A “wealth tax” is immediate, patent redistribution of wealth. A generation ago it was called communistic. Now, dubbing it socialistic is the euphemistic defense currently used by conservatives. But because “socialism” has been so twisted and redefined in America’s current politics responding to that defense isn’t very useful.

What Elizabeth Warren means by promoting her wealth tax is a simple flat percentage on individual wealth in excess of $50 million. She’s starting with 2%.

South Africans are still grappling with a variety of proposals made as early as a decade ago of between 3-7% on incomes greater than $100,000. Since South Africa’s GDP per capita is about a tenth of America’s, South Africa’s wealth tax proposals would have a much greater impact on its wealthy than America’s.

But because South Africa’s wealth disparity (percentage of the population and actual levels of wealth compared to those in poorer groups) is greater than America’s, the proposals being discussed in both countries would roughly generate about the same level of benefit, i.e. new revenue.

The arguments in both countries for the tax are roughly the same:

  1. A wealth tax is fixed, not progressive.
  2. A wealth tax forces the government to determine the wealth of individuals leading to better statistics.
  3. The massive benefits earned can in one fell stroke eliminate enormous disparity.
  4. The tax is a single event tax, not a recurring one.

The arguments against the tax are also similar in both our countries.

  1. & 2. are combined in the argument that the determination of individual wealth is biased.
  2. The benefits, such as reducing student debt, don’t fix the problem.
  3. The tax will not be a one-off assessment but will become recurring.

“Trickle down economics” as an argument against taxing the rich seems to have gone by the wayside in both countries, as it should.

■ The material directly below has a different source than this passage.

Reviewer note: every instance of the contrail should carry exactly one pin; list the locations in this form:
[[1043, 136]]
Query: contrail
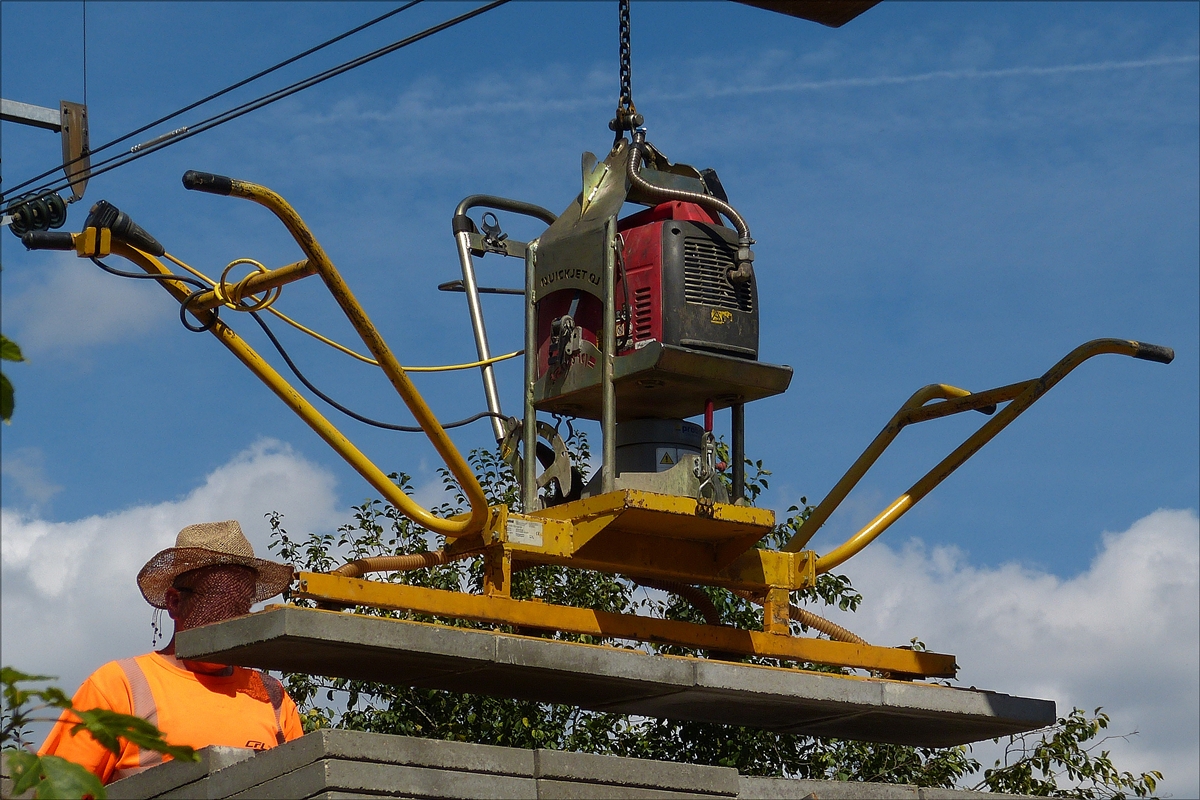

So the past generational arguments that greater wealth at the top will ultimately seep down to greater wealth below has been pretty much discarded.

It seems to be recognized by both societies that income inequality is bad. That’s rather new and a great step forward.

Getting into the arguments pro and con is complicated and lengthy, and if interested you ought to pursue it yourself. This blog isn’t going to do so. This blog is to let us in America know what could happen here to Sen. Warren’s proposal by understanding the already played out politics of South Africa, which is several years ahead of us.

The person in charge of proposing South Africa’s 2017 budget (in 2016) was the Minister of Finance, Pravin Gordhan, an accomplished financial wizard who was a famous anti-apartheid activist.

He started out just like Elizabeth Warren is starting out, now, but once in government committees and legislatures it became one of the most complex tax laws ever enacted in a democratic world:

By April of 2017 this simple single tax on a certain level of wealth had become a complicated additional tax bracket with a cabinet of loopholes. Alas, democracy working capitalism.

But the government prevailed and the much maligned notion of a “wealth tax” survived all sorts of revisions and became law.

Guess what. It didn’t work so well. Everything from projections of revenue to the actual collection of the tax were embarrassingly wrong.

So South African “wealth tax” advocates are now back to square one. This four-year setback does not now bode well for any future “wealth tax,” since it more or less failed so badly the first time around.

Lesson-that-better-be-learned: Stick to the original idea. It’s a good one because it’s a simple one. If it ceases to be simple, it loses its value altogether. Don’t replicate South Africa.